After some detailed discussions together on the park roundabout, Anita and I decided that we had to get a gang together. We both agr
eed there was no point putting so much energy into posturing and looking mean if you didn’t have some others around to applaud or take the blame when things turned nasty. Unfortunately, due to the existence of two other gangs in the yard, we were left with the dregs. We would all have liked to be part of Sam Lowbridges’ Tollington Rebels, a group of affectedly bored bikers (well, moped riders to be strictly accurate, but the helmets looked authentic), who divided their seemingly endless time between the park swings, their patch of yard in front of the Lowbridges’ back gate and the Mitre pub, near the old pithead. Favoured activities were spitting, swearing loudly, petting (there were always girls hanging around who chewed gum and laughed in coarse screeching guffaws, but they seemed to be on a rota system, changing from week to week), doing wheelies round the dirt yard and of course, stealing and vandalism, although no actual acts had been witnessed. (Except for the time Sam had been seen pissing in the red telephone box on the corner opposite our house but as Hairy Neddy had said, ‘That ain’t a crime. That’s a bloody local custom, ain’t it?’) But if anything went missing or was found broken, the finger of suspicion inevitably poked Sam Lowbridge in his skinny ribs.

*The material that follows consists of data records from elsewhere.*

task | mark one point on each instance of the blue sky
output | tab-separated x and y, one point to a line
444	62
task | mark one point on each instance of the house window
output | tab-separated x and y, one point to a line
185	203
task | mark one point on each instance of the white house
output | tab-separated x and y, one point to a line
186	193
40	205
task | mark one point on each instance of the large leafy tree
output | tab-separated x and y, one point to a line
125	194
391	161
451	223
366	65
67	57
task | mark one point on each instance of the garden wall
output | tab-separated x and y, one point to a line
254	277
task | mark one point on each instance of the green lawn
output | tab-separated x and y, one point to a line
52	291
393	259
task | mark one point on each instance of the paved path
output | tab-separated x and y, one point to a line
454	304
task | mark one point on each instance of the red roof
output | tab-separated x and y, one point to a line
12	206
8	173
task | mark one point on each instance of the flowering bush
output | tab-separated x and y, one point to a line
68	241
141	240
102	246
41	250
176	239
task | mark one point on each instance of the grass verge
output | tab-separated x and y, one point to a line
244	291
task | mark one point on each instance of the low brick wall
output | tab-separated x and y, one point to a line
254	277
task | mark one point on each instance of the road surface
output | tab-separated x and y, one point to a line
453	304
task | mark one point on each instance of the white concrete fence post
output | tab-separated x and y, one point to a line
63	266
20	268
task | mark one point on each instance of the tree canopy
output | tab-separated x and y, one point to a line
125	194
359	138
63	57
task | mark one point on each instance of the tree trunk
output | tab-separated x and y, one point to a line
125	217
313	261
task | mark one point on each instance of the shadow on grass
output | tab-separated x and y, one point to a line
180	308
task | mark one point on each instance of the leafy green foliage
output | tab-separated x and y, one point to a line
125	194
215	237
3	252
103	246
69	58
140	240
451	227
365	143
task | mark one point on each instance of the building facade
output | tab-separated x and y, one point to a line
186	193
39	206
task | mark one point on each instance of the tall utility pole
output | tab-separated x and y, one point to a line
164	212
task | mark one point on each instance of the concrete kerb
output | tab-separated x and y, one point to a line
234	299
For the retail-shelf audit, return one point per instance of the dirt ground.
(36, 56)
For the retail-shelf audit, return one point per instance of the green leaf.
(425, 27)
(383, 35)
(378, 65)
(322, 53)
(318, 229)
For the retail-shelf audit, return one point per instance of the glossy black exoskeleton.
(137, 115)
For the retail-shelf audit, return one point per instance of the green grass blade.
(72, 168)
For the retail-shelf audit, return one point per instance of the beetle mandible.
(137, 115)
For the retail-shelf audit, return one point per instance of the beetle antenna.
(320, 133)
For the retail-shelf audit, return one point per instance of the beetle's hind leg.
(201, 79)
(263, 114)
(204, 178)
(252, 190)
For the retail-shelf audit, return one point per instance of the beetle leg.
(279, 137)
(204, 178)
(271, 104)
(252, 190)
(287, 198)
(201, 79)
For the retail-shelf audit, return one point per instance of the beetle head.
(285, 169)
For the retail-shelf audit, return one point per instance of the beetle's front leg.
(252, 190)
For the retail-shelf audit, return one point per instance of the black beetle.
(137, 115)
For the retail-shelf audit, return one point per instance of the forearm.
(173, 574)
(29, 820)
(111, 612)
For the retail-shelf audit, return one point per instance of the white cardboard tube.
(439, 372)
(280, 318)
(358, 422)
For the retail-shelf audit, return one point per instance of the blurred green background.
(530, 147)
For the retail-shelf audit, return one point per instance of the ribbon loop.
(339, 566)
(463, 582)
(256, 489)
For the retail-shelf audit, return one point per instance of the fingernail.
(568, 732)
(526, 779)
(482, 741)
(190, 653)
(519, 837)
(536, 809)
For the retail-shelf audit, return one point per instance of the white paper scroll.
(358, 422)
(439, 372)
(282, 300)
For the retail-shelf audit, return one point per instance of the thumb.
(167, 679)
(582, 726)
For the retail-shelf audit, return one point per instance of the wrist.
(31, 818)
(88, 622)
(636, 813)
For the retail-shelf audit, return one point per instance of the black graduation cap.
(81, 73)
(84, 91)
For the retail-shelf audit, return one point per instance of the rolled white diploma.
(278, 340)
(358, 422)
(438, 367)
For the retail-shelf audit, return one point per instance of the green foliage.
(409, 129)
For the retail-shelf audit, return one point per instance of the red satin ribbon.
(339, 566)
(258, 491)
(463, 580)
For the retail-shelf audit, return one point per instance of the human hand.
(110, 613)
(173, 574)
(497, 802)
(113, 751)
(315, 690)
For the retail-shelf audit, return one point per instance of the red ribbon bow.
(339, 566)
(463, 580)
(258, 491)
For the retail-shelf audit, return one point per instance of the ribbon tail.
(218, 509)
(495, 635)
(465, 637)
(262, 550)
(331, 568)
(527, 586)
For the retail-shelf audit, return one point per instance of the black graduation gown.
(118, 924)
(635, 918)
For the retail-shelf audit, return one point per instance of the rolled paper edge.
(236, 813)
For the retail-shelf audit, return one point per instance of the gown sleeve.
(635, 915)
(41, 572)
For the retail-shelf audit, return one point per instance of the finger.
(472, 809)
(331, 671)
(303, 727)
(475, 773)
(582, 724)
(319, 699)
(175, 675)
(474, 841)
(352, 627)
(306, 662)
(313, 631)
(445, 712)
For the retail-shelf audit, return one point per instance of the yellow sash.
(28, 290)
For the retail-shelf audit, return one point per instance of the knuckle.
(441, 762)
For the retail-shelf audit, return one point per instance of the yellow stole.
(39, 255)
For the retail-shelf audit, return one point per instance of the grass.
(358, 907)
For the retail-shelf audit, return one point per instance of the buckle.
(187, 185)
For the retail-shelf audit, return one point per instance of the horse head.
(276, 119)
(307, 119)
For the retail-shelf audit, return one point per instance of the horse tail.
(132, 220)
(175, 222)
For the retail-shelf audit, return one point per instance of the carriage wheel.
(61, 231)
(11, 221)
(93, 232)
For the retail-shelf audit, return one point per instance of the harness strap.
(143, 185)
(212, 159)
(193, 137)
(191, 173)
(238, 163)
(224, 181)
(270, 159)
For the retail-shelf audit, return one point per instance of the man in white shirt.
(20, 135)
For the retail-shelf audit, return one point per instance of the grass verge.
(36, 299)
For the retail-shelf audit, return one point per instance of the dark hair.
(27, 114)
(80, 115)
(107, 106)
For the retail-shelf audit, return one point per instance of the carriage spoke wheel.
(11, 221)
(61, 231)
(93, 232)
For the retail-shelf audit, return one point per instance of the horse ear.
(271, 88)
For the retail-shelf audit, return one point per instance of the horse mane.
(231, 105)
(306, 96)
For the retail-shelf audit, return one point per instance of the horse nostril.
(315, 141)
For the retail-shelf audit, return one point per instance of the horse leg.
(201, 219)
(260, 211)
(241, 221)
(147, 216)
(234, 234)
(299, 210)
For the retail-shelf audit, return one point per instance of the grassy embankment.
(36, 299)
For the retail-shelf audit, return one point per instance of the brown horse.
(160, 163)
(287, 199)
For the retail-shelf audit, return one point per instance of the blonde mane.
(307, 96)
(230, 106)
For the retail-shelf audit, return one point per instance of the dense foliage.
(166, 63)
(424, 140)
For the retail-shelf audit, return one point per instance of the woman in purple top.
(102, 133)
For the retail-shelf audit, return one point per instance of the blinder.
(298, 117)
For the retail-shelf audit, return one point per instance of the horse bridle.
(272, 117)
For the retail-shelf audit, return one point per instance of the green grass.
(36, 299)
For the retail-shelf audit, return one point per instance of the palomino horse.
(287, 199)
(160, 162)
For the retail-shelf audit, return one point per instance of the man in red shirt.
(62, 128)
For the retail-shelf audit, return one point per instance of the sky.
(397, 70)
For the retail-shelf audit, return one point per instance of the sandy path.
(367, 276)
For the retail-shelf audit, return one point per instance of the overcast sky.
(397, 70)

The other gang was made up of all the local boys who were too young to ride a moped and too old to hang around with us, all of whom went to Anita’s comprehensive school some fifteen miles away (there was a grammar school some twenty miles from the village but no one had passed the Eleven-plus for a whole decade.) The Footies were led by Chris Bailey, one of three brothers each born nine months apart to a couple we called the Ginger Nuts. Mr and Mrs Bailey lived next door to the church, their sober respectability completely incongruous with their shocking carrot-coloured hair which they had thoughtfully passed on to their children. They all looked like they were wearing those novelty wigs you could hire from the joke shop in the town, and every August, one or all of the boys would go down with severe sunburn. Chris’ gang were bike and football mad and you could always spot them hogging the park, the three Bailey boys were the boiled lobsters in the Wolves’ football strip, testosterone timebombs whose noise and energy levels only just kept them from exploding.